# Social Welfare and moving Address



## johnd (19 Jun 2009)

I am writing this on behalf of a young friend. She is a lone parent and receiving a reduced payment as she has a part time job also. Recently she moved address and didn't not imform Social Welfare on time. A letter was sent to her previous address but she did not receive it and as a result her payment were stopped. 

Social Welfare directed her to her new local office but they cannot tell her when she will receive her payments. They have told her payment cannot any longer be made through her bank account and has to be paid throught the Post Offive because of fraud - I thought this rule only applied to Jobseekers?  They also demanded her passport even though she brought her driving licence and they are also looking for a six months bank statement. They bank cannot guanantee this in the seven days demanded! Now, they wont even any the phone to her queries!

Can anyone give me any help so I can pass it on to her - she's very upset
and worried.


----------



## Welfarite (19 Jun 2009)

The option to get payment through the bank has been withdrawn for all SW payments; to combat persons claiming weekly benefits while not living in the state. She is being put throught the mill because changing address without informing them is a major no-no. It tends to alert SW to iclosely investigate the claimant's circumstances. They want the passport to check her movements in and out of country. She should have got a statement fromt he bank in normalk circumstances and so it shouldn't be a problem to produce it. all this would have been avoided if she had told them she was moving address.

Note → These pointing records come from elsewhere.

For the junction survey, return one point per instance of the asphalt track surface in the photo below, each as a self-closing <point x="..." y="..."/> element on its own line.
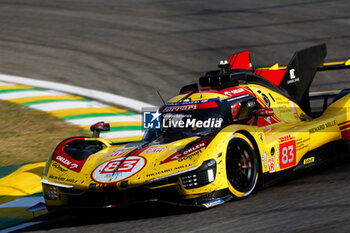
<point x="133" y="48"/>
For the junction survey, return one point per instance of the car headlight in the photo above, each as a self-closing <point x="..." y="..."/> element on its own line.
<point x="204" y="175"/>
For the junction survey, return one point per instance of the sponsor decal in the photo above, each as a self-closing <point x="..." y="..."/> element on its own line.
<point x="309" y="160"/>
<point x="63" y="179"/>
<point x="293" y="107"/>
<point x="188" y="106"/>
<point x="288" y="154"/>
<point x="188" y="102"/>
<point x="266" y="100"/>
<point x="190" y="156"/>
<point x="213" y="203"/>
<point x="118" y="153"/>
<point x="238" y="97"/>
<point x="155" y="150"/>
<point x="272" y="165"/>
<point x="182" y="153"/>
<point x="322" y="126"/>
<point x="58" y="167"/>
<point x="68" y="163"/>
<point x="118" y="169"/>
<point x="264" y="158"/>
<point x="285" y="138"/>
<point x="151" y="120"/>
<point x="261" y="137"/>
<point x="176" y="121"/>
<point x="234" y="92"/>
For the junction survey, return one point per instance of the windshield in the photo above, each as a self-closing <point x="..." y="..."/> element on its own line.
<point x="177" y="125"/>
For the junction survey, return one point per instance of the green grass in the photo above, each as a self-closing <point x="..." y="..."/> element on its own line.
<point x="27" y="135"/>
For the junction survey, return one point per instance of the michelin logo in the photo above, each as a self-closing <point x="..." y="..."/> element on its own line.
<point x="213" y="203"/>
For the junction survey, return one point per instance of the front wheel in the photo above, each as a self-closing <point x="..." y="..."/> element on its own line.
<point x="242" y="167"/>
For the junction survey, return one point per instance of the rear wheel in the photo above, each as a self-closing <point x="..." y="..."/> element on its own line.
<point x="242" y="167"/>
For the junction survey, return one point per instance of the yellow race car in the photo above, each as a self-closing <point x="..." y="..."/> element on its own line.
<point x="242" y="129"/>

Why did she not do so?


----------



## johnd (19 Jun 2009)

Thanks Welfarite, she just forgot it - was 3 weeks ago she moved and had to contact other services about bills etc and simply forgot. Doesn't help that her new home is in the same general area, but different Welfare Offfice. She's Irish  so how would her passport track her movements in and out of the country. You are allowed to go on holiday even if you are a Lone Parent?  I did underatand that payment in the PO only did only apply to jobseekers benefit/allowance. I know pensioners/widows can receive payment throught their bank account still because of security risks or because PO are closing down.  I'm simply asking for her because they will not answer their phones and she is upset.


----------